Two days later, unhappily, paralysis of the right side of the body developed, and as this gradually increased it was decided send him to the Kent and Canterbury Hospital to be X-rayed, and in order to save him the return journey from Canterbury to Ashford, arrangements were made for him to be nursed the Canterbury Hospital. He was transferred to Canterbury on November 12th and the X-rays revealed three further splinters of shrapnel in the skull. A further operation was performed on November 15th and these further splinters were removed, but in spite of this the paralysis continued to progress and he died on November 21st. While in the Hospital he was most carefully nursed, and he seemed very pleased at the knowledge that his commissioned rank would permit his wife to receive a pension.
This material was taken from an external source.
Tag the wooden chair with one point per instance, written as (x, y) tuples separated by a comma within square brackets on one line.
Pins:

He had heard nothing as to the whereabouts of either his wife or his two little children.
The funeral cortege left the hospital about 2.30. It was headed by the band of the 8th King's Irish Liverpool Regiment, playing the Dead March from "Saul," and included a contingent of that regiment, under the command of Colonel O'Neill, late of the Bedfordshire Regiment, who recently returned from the Front and is going out again shortly. The coffin, draped with the Union Jack and the Belgian flag, was on a gun-carriage drawn by six horses mounted by Royal Horse Artillery, and several beautiful wreaths reposed on the coffin lid. The firing party, carrying their rifles reversed, consisted of 3rd and 6th Dragoon Guards and 5th Lancers. In the procession also were Mons. Le Louvaine, of Whitstable Road, Canterbury, Father Sheppard, in full canonicals, Belgian officers and men staying in Canterbury, numerous Belgian families, and nurses from the Kent and Canterbury Hospital. Some wounded Belgian soldiers unable to walk were conveyed in carriages. There was a very large assemblage of citizens and others in the cemetery, many Territorials being among the crowd, and the deeply impressive service visibly affected men and women alike.
Father Sheppard was the officiating priest, and after the body had been lowered into its last resting place Colonel O'Neill, standing at the head of the grave delivered an eloquent and touching address in French to the compatriots of the deceased officer. The firing party discharged three volleys over the grave, and the buglers of the Liverpool Regiment sounded the Last Post, which brought the very affecting ceremony to a fitting close. The wreaths included one from the Belgian officers in Canterbury and Lieutenant White, a wounded British officer; also one from the nursing staff. The South Eastern Mounted Brigade was represented at the funeral by an officer.